Metadata-Version: 2.4
Name: waldur-site-agent-rancher
Version: 1.0.5rc1
Summary: Rancher plugin for Waldur Site Agent
Author-email: OpenNode Team <info@opennodecloud.com>
Requires-Python: <4,>=3.9
Requires-Dist: requests>=2.31.0
Requires-Dist: waldur-site-agent-keycloak-client>=1.0.5rc1
Requires-Dist: waldur-site-agent>=1.0.5rc1
Description-Content-Type: text/markdown

# Waldur Site Agent - Rancher Plugin

This plugin enables integration between Waldur Site Agent and Rancher for Kubernetes project management with optional
Keycloak user group integration.

## Features

- **Rancher Project Management**: Creates and manages Rancher projects with resource-specific naming
- **OIDC Group Integration**: Creates hierarchical Keycloak groups that map to Rancher project roles via OIDC
- **Automatic User Management**: Adds/removes users from Keycloak groups based on Waldur project membership
- **Resource Quotas**: Sets CPU and memory limits as Rancher project quotas
- **Usage Reporting**: Reports actual allocated resources (CPU, memory, storage) from Kubernetes
- **Complete Lifecycle**: Creates groups, binds to projects, manages users, cleans up empty groups
- **Enhanced Descriptions**: Project descriptions include customer and project names for clarity

## Architecture

The plugin follows the Waldur Site Agent plugin architecture and consists of:

- **RancherBackend**: Main backend implementation that orchestrates project and user management
- **RancherClient**: Handles Rancher API operations for project management
- **KeycloakClient**: Manages Keycloak groups and user memberships

### Key Architecture Features

- **Resource-Specific Naming**: Rancher projects named after resource slugs for better identification
- **OIDC-Based Access**: No direct user-to-Rancher assignments; all access via Keycloak groups
- **Enhanced Backend Interface**: Full `WaldurResource` context available to all backend methods
- **Automatic Cleanup**: Empty groups and role bindings automatically removed
- **Real-World Validated**: Tested with actual Rancher and Keycloak instances

## Installation

1. Install the plugin using uv:

```bash
uv sync --all-packages
```

1. The plugin will be automatically discovered via Python entry points.

## Setup Requirements

### Rancher Server Setup

#### Required Rancher Credentials

1. **Rancher Server**: Accessible Rancher instance
2. **API Access**: Unscoped API token with cluster access
3. **Cluster ID**: Target cluster ID (format: `c-xxxxx`, not `c-xxxxx:p-xxxxx`)
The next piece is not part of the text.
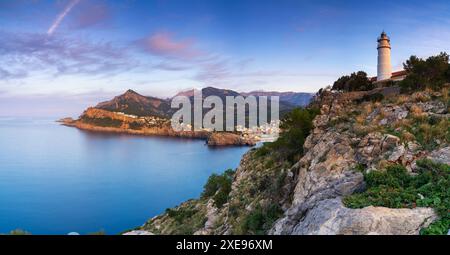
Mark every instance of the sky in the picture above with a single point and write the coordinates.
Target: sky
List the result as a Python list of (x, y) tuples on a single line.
[(58, 57)]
#### Creating Rancher API Tokens

1. Login to Rancher UI
2. Navigate to: User Profile → API & Keys
3. Create Token:
   - **Name**: `waldur-site-agent`
   - **Scope**: `No Scope` (unscoped for full access)
   - **Expires**: Set appropriate expiration
4. **Save**: Access Key and Secret Key
5. **Find Cluster ID**: In Rancher UI, cluster URL shows cluster ID (e.g., `c-j8276`)

### Keycloak Setup (Optional)

#### Required for OIDC Group Integration

1. **Keycloak Server**: Accessible Keycloak instance
2. **Target Realm**: Where user accounts and groups will be managed
3. **Service User**: User with group management permissions

#### Creating Keycloak Service User

1. Login to Keycloak Admin Console
2. Select Target Realm: (e.g., `your-realm`)
3. Create User:
   - **Username**: `waldur-site-agent-rancher`
   - **Email Verified**: Yes
   - **Enabled**: Yes
4. **Set Password**: In Credentials tab (temporary: No)
5. **Assign Roles**: In Role Mappings tab
   - **Client Roles** → `realm-management`
   - **Add**: `manage-users` (sufficient for group operations)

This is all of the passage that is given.